# Fault Characterization Through FPGA Undervolting

Behzad Salami<sup>\*†</sup>, Osman Unsal<sup>\*</sup>, and Adrian Cristal<sup>\*†</sup>

\*Barcelona Supercomputing Center (BSC), Barcelona, Spain. Emails: {behzad.salami, osman.unsal, and adrian.cristal}@bsc.es

<sup>†</sup>Universitat Politcnica de Catalunya (UPC), Barcelona, Spain.

Abstract-The power and energy efficiency of Field Programmable Gate Arrays (FPGAs) are estimated to be up to 20X less than Application Specific Integrated Circuits (ASICs). What is needed to close this gap is aggressive power/energy savings techniques. A such potentially effective approach is undervolting, which can directly deliver an order of magnitude static and dynamic power savings. However, aggressive undervolting, without accompanying frequency scaling leads to timing related faults, potentially undermining the power savings. Understanding the behavior of these faults and efficiently mitigate them can deliver further power and energy savings in low-voltage designs without performance degradation.
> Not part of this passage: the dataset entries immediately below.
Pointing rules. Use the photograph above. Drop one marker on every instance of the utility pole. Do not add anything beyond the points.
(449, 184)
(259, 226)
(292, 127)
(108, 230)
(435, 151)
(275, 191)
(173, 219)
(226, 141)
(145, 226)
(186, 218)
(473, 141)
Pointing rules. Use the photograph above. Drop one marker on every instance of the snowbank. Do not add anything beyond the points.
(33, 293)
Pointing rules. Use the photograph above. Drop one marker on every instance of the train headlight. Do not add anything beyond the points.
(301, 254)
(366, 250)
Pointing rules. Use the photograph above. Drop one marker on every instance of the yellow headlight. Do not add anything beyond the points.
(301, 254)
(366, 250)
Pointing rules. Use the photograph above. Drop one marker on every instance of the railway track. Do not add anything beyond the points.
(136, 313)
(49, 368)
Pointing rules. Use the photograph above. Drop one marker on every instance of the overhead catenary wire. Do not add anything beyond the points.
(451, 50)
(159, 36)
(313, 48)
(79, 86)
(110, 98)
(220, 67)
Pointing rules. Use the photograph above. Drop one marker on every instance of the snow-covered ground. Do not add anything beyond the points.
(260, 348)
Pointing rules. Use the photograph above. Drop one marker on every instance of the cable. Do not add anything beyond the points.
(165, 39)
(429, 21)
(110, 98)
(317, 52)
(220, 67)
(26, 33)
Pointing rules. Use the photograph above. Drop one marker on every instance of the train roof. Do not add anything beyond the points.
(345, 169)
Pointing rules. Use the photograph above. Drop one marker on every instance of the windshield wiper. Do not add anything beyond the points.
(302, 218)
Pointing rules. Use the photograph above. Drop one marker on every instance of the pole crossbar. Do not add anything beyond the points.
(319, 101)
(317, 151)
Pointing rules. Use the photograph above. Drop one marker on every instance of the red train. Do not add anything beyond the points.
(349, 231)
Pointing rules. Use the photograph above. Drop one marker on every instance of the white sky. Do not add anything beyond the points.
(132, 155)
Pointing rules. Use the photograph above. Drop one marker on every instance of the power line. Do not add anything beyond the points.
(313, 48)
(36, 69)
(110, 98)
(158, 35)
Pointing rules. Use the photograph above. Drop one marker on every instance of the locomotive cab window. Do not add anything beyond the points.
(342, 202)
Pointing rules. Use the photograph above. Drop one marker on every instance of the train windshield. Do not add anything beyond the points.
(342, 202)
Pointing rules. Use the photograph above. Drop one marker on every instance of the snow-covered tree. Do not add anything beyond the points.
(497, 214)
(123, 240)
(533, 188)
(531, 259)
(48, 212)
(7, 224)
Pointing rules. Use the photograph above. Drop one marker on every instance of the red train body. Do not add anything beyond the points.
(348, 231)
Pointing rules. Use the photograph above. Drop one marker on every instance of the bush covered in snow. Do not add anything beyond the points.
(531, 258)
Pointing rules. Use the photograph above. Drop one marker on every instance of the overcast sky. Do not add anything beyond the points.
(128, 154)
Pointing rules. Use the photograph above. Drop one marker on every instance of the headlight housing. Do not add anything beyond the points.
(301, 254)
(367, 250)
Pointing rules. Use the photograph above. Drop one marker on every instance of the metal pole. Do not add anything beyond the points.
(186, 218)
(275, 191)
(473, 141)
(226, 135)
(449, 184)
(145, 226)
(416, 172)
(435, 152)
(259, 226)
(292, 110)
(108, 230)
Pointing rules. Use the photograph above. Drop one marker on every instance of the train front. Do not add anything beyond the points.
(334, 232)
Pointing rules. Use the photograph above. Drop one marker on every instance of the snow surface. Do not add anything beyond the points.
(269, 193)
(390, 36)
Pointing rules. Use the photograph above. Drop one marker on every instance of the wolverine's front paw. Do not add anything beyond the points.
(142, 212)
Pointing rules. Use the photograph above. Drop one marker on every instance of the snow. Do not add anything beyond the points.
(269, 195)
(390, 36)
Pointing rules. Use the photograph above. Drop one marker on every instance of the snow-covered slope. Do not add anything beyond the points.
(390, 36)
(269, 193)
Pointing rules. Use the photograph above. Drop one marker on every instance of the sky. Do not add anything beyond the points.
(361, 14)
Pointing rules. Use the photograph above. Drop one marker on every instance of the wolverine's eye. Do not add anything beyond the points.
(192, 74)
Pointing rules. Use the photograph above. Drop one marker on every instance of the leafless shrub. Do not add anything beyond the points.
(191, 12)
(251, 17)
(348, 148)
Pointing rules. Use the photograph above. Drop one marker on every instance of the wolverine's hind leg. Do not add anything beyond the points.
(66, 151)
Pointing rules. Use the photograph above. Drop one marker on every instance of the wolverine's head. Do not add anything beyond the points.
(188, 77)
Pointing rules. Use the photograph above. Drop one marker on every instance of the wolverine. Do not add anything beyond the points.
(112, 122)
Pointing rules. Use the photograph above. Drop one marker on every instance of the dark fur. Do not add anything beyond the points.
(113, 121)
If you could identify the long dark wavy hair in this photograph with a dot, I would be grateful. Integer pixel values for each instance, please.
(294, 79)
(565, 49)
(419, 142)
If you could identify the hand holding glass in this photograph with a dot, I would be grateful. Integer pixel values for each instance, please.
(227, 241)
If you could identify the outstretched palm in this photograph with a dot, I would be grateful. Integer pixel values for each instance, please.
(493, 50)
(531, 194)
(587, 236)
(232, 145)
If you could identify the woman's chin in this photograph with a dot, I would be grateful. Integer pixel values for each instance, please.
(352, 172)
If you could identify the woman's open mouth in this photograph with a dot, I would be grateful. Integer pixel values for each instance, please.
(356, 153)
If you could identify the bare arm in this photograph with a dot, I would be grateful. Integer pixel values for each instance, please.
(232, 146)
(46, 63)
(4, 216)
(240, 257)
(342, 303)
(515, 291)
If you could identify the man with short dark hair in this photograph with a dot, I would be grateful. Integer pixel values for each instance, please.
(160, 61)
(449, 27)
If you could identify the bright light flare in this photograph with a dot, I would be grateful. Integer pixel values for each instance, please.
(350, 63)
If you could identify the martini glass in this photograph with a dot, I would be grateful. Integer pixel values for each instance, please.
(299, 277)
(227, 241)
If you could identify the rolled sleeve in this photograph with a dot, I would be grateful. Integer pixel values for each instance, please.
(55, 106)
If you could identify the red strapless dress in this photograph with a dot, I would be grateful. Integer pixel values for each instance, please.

In this paper, we conduct a detailed analysis of undervolting FPGA BRAM structures. Through experimental analysis, we found that lowering the supply voltage until a certain conservative level,  $V_{min}$ , does not introduce any observable fault. For the studied platforms, we measured this voltage guardband gap 39% of the nominal level ( $V_{nom} = 1V$ ,  $V_{min} = 0.61V$ ). Further undervolting corrupts some of the data bits stored in BRAMs; however, it also reduces the BRAMs power consumption a further 40%. When the voltage is lowered below  $V_{min}$ , the rate of these faults exponentially increases to 0.06%, by a fully non-uniform distribution over various BRAMs. This paper comprehensively analyzes the behavior of these faults.

#### I. INTRODUCTION

Undervolting is a technique to decrease the supply voltage below the nominal level in order to save power and energy. Unlike Dynamic Voltage and Frequency Scaling (DVFS) [1] [2], the frequency is not scaled down in undervolting, so energy savings can be potentially significant. However, decreasing the voltage while keeping the frequency constant leads to timing related faults, which can cause applications to crash or terminate with wrong results. The severity of these faults depends on the fault rate, the fault location as well as on application characteristics. Therefore, characterization of these undervolting faults and understanding their behavior is critical to mitigate their impact. Although, there have been some previous undervolting works on CPUs [3], Graphic Processor Units (GPUs) [4], and Dynamic RAM (DRAM) memories [5], there are no "deep-dive" undervolting fault characterization studies due to the relatively closed nature of these hardware substrates where the vendors expose few details. In comparison, the relatively open Field Programmable Gate Array (FPGA) architectures make it possible to conduct and report such detailed studies. However, to the best of our knowledge, such studies have not been thoroughly undertaken for FPGAs. Hence, the main contributions of this paper is extensively characterizing the behavior of faults, when commercial-FPGA BRAMs are aggressively undervolted. In this contribution, we target the FPGA on-chip Block RAM (BRAM) structures

and report the most comprehensive experimental findings on undervolting using real hardware to date. We highlight three significant findings: First, we find that a significant voltage guardbanding of 39% exists below the nominal voltage level  $(V_{nom} = 1V, V_{min} = 0.61V)$  before faults start to occur for BRAM structures, which in turn leads to an order of magnitude power savings. Furthermore, we observe that the fault rate exponentially increases by further undervolting to a somewhat moderate 0.06% before the FPGA fails. Second, we find that the BRAM undervolting fault rate decreases at higher environmental temperatures; thus experimentally verifying the Inverse Temperature Dependence (ITD) [6]. ITD states that in undervolted nanometer technology nodes, the propagation delay is reduced in higher temperature environments that in turn, leads to a lower fault rate. This is significant since applying thermal stress would reduce the undervolting fault rate and thus also lowering the energy cost of fault mitigation.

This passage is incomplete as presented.